La regulación llegó de nuevo a la Junta de la mano del diputado de IU Ovidio Zapico, que afeó al Gobierno autonómico que «los debates no hayan servido para nada». «Estamos a las puertas del verano y hemos perdido un año para buscar una solución a este problema», le reprochó a Lastra. El consejero, por su parte, detalló que en los últimos meses sí se ha producido una novedad: la prohibición de navegar entre Arriondas y el Puente de San Román, en Llovio, durante diciembre y enero. «No es que sea la solución, pero es un paso en la ordenación del Sella», defendió. El veto fue adoptado tras escuchar por parte de los pescadores los problemas «que en determinados momentos la navegación puede producir, con inconvenientes serios para los salmones reproductores», abundó.

Más complicada resulta la regulación global del río, un asunto que «necesita conjugar variables como los derechos adquiridos, el empleo o cuestiones económicas», recordó el titular de Medio Ambiente. Sobre el quién debe ejecutar esa ordenación gira el continuo debate entre Principado y Confederación. El propio consejero insistió en que al Ejecutivo autonómico le corresponde la «competencia ambiental», mientras que la navegación depende de la CHC. En consecuencia, también la Confederación es la competente para establecer una regulación, sostienen desde el Principado.

En términos distintos se pronunció el todavía presidente del organismo autónomo, Ramón Álvarez Maqueda, hace apenas tres meses. El responsable de CHC entiende que la iniciativa reguladora debe partir del Principado. Una petición que «no ha llegado», señalaron esta primavera.

Convocar la mesa de trabajo

Con el nuevo Gobierno nacional, el cargo de Álvarez Maqueda es uno de los que previsiblemente cambiarán de manos en las próximas semanas, circunstancia que IU instó a aprovechar. «Se abre otro escenario, esperamos que haya un entendimiento rápido y se pueda, a la mayor brevedad, convocar esa mesa», dijo Zapico.
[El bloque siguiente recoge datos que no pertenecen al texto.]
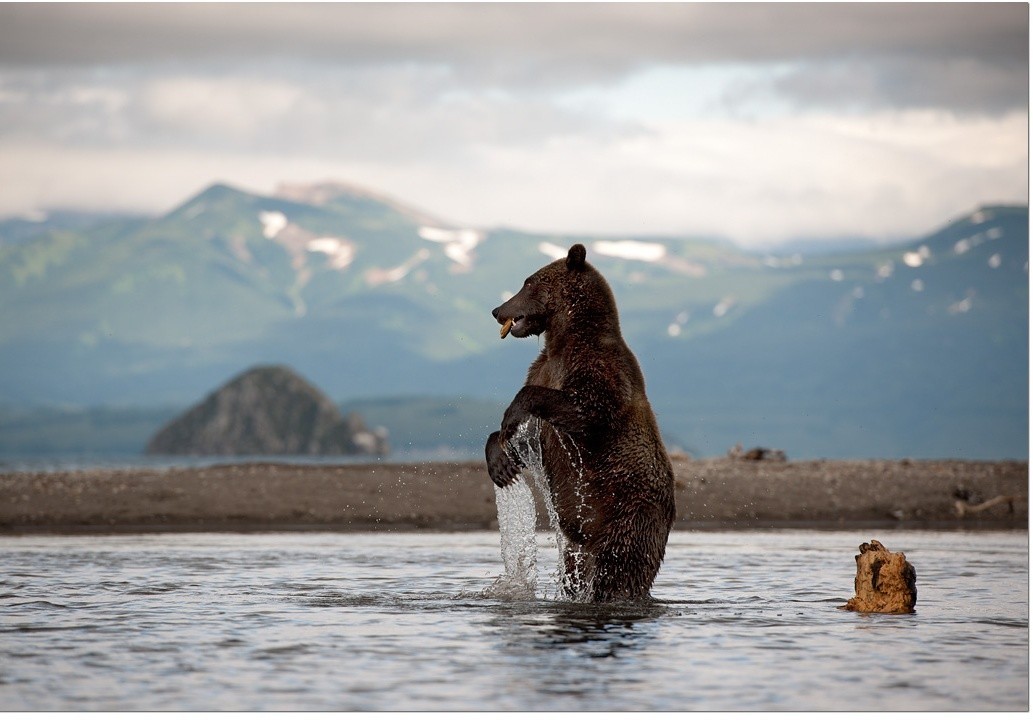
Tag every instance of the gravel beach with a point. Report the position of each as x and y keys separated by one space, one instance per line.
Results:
x=452 y=496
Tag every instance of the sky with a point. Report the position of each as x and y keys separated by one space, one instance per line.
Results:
x=757 y=123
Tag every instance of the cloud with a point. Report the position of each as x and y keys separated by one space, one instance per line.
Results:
x=886 y=176
x=755 y=122
x=558 y=44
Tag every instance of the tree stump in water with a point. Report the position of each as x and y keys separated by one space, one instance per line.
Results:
x=885 y=582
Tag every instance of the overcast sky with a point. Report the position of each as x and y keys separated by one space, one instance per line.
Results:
x=759 y=123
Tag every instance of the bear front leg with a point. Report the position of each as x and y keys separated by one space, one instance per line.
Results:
x=548 y=404
x=502 y=469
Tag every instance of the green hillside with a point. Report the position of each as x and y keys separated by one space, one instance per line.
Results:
x=916 y=349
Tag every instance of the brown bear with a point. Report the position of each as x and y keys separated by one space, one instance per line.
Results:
x=607 y=471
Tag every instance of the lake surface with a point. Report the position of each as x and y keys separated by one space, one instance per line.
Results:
x=745 y=621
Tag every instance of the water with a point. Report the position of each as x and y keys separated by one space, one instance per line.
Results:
x=401 y=622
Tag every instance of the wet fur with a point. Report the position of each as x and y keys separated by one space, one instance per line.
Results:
x=607 y=471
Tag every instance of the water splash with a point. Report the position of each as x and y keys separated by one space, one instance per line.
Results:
x=518 y=519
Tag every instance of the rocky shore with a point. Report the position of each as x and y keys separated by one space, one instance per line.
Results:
x=440 y=496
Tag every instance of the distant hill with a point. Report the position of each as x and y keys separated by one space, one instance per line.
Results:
x=918 y=349
x=267 y=411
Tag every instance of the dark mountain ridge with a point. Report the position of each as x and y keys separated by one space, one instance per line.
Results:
x=915 y=349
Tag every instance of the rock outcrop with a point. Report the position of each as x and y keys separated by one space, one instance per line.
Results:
x=885 y=582
x=268 y=411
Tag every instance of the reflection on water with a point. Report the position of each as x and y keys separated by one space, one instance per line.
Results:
x=402 y=622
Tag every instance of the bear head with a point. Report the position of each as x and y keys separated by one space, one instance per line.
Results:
x=565 y=292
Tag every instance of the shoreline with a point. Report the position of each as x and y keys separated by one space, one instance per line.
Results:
x=711 y=494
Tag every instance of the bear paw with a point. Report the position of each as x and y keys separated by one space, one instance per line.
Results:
x=502 y=467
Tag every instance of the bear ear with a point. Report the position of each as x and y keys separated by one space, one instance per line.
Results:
x=575 y=257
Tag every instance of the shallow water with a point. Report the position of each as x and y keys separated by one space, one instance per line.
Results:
x=394 y=622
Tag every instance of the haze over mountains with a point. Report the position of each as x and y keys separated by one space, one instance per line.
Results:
x=919 y=349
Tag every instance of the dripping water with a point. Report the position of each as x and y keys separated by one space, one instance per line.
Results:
x=518 y=519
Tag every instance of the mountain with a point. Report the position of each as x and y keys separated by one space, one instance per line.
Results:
x=267 y=411
x=918 y=349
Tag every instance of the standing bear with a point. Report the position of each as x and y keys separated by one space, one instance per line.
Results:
x=607 y=472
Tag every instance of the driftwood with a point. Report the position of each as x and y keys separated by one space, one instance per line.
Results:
x=885 y=582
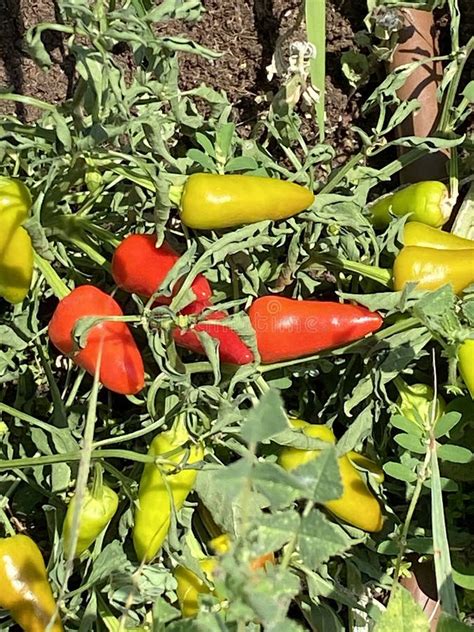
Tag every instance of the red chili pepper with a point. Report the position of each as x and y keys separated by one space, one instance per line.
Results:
x=232 y=349
x=287 y=328
x=121 y=368
x=139 y=267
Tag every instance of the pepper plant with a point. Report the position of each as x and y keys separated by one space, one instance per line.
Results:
x=130 y=276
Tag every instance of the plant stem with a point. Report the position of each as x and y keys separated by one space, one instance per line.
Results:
x=51 y=277
x=10 y=531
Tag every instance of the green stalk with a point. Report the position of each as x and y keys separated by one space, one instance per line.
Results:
x=315 y=17
x=51 y=277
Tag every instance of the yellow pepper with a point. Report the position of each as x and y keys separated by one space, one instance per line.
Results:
x=416 y=234
x=357 y=505
x=24 y=588
x=16 y=251
x=212 y=201
x=431 y=268
x=190 y=586
x=426 y=202
x=159 y=491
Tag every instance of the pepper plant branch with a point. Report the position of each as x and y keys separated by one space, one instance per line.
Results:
x=51 y=277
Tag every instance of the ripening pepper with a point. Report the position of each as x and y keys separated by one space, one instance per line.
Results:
x=357 y=505
x=16 y=251
x=190 y=586
x=24 y=588
x=232 y=349
x=16 y=266
x=99 y=506
x=426 y=202
x=416 y=402
x=287 y=328
x=155 y=505
x=466 y=364
x=431 y=268
x=212 y=201
x=140 y=267
x=416 y=234
x=121 y=368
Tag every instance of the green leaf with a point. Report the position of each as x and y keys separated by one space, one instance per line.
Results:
x=446 y=423
x=320 y=477
x=399 y=471
x=454 y=453
x=408 y=426
x=447 y=623
x=403 y=614
x=273 y=531
x=266 y=419
x=320 y=539
x=411 y=442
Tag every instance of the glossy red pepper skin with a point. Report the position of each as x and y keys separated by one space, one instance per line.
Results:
x=287 y=328
x=121 y=367
x=232 y=349
x=139 y=267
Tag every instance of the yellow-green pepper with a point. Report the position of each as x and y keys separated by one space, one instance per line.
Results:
x=416 y=234
x=160 y=490
x=97 y=510
x=16 y=251
x=212 y=201
x=426 y=202
x=466 y=364
x=24 y=588
x=431 y=268
x=357 y=505
x=416 y=402
x=190 y=586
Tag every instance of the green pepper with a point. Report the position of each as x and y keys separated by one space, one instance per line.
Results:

La «masificación» de canoas en el Sella apuntada por la propia formación política y su necesidad de regulación, también señalada por Otea (Asociación de Turismo y Hostelería de Asturias), suscitó el pasado verano la oposición frontal de las empresas de turismo activo de la comarca. Hasta la fecha, los permisos a los operadores se conceden a través de autorización por parte de la Confederación, siempre que cumplan una serie de requisitos mediante declaración responsable. En la práctica, el organismo autónomo «concede todas las que se solicitan», dijo Lastra.

Desde CHC han venido señalando en los últimos meses que una regulación de esta actividad en el río Sella supondría un cambio en el procedimiento de los permisos, pues pasaría a ser mediante concurrencia competitiva.